Dating Victoria's Secret models?

I only wish it had been as simple as one of those items on the list. The main reason was that I felt there was a lack of an independent voice for the Philadelphia cycling scene. In 2009 there were two voices for cycling; opinion writer Stu Bykofsky and the Bicycle Coalition of Greater Philadelphia.

On the one hand you had Stu Bykofsky a local opinion writer and grumpy old man. Who on regular basis writes anti-bike columns based on half truths and masquerading his personal opinion as facts. On the other there was the Bicycle Coalition of Greater Philadelphia whose focus on long term visions and insider negotiating practices often left Philadelphia cyclists hold the short end of the stick. When bad deals were negotiated with the city of Philadelphia government or Mr.
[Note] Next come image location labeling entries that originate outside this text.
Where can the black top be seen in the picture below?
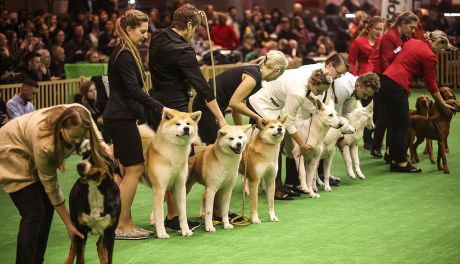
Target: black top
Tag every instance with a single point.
(228, 82)
(127, 97)
(173, 66)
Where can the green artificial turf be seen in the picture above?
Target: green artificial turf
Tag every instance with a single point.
(387, 218)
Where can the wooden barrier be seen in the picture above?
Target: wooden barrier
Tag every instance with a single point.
(63, 91)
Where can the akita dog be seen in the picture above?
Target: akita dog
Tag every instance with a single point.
(167, 154)
(313, 132)
(260, 162)
(359, 118)
(216, 168)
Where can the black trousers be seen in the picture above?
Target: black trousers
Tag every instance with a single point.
(36, 213)
(396, 101)
(380, 121)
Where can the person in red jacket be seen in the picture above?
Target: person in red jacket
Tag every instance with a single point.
(224, 35)
(416, 59)
(361, 47)
(385, 49)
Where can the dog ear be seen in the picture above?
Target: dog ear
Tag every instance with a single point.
(167, 115)
(282, 118)
(196, 116)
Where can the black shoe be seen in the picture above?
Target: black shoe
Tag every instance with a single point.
(408, 168)
(376, 153)
(173, 224)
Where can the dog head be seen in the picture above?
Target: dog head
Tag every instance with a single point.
(89, 171)
(233, 139)
(422, 105)
(179, 127)
(327, 114)
(272, 131)
(447, 93)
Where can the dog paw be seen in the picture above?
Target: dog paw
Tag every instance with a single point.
(162, 235)
(187, 232)
(210, 228)
(228, 226)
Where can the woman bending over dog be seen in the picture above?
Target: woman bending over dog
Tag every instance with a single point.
(32, 149)
(125, 107)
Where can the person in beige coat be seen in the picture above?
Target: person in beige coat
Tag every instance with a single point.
(32, 148)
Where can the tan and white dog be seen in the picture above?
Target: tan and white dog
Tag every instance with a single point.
(359, 118)
(167, 154)
(216, 168)
(329, 146)
(260, 163)
(313, 131)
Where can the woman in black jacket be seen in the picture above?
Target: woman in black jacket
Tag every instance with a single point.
(125, 107)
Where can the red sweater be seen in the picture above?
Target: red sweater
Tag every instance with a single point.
(416, 59)
(224, 36)
(387, 47)
(360, 50)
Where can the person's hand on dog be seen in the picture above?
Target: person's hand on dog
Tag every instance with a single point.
(72, 232)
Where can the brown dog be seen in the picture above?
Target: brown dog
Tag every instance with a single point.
(434, 127)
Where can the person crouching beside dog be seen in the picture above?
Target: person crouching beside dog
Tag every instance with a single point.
(125, 106)
(417, 58)
(233, 87)
(32, 149)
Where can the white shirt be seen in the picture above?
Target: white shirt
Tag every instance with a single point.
(344, 87)
(287, 94)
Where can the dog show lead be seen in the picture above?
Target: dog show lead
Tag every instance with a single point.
(125, 107)
(32, 149)
(417, 58)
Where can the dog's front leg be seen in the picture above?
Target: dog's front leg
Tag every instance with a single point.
(311, 166)
(355, 158)
(300, 163)
(159, 195)
(348, 163)
(71, 255)
(327, 163)
(180, 194)
(253, 194)
(208, 209)
(270, 180)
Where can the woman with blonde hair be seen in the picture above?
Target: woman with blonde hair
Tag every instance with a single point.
(233, 87)
(32, 149)
(416, 59)
(125, 108)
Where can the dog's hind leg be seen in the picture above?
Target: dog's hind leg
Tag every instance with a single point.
(355, 157)
(210, 195)
(159, 195)
(180, 194)
(327, 163)
(71, 255)
(270, 180)
(348, 163)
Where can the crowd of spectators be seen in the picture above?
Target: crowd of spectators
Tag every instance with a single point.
(37, 45)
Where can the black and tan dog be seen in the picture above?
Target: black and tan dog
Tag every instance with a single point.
(94, 205)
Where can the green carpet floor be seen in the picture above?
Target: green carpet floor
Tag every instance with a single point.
(387, 218)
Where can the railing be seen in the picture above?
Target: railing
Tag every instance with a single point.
(63, 91)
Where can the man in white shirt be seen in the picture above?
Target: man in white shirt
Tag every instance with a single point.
(289, 93)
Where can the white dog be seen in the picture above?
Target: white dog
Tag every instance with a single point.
(216, 167)
(313, 131)
(359, 118)
(167, 154)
Bykofsky. With no one questioning the actions of either or party or any expectation of  accountability.

Along the way I have seen the Philadelphia cycling scene change and evolve. Bicycle lanes have become part of Philadelphia in a unique way. In the past people used to yell at me to get off the road, now they yell at me to get into the bicycle lane. Even when there is none.

Group rides have increased and evolved from the Pretzel Ride, to several different rides a month, all year round. Annual rides like Cranksgivng and the Tweed Ride have become the highlight of the year. There have even been large scale rides like the 2015 PopeRide and the 2016 RideDNC that have have had attracted over 1000 riders.

Philadelphia still has a lot of work to do, there are things that need to change and be improved. One of the most pressing issues is to undo the deal the Bicycle Coalition of Greater Philadelphia made with Philadelphia City Council. In which for return for a Safe Streets bill the BCGP allowed the City Council passed a bill giving them final control of the installation of all new bike lanes in Philadelphia. Decisions like this should be left in the hands of city engineers, not a group of politicians who are only interested in getting reelected.

I also feel that it is time to expand the bike lane infrastructure with actual bike lanes, not sharrows. As well as maintain the existing system. If you take the time to ride many of the bike lanes outside of Center City you will see that they have faded away to the point where you can’t tell there was ever a bike lane.

One of the things that I am intrigued by is Mayor Kenney and his actual commitment to Vision Zero and Open Streets. For those of us who did not flee Philadelphia during the 2015 Papal visit, Popen Streets and the PopeRide was an experience to remember. It created an unofficial opportunity to see how Philadelphia and its residents would react to future events, led to a petition asking for Open Streets events, and on September 24 the first Open Streets event will be held in Philadelphia.

While I sense there is some growing change in the cycling scene now that City of Philadelphia government seems more receptive to listening concerns of residents who walk and bike. I am still skeptical about how major issues will be addressed.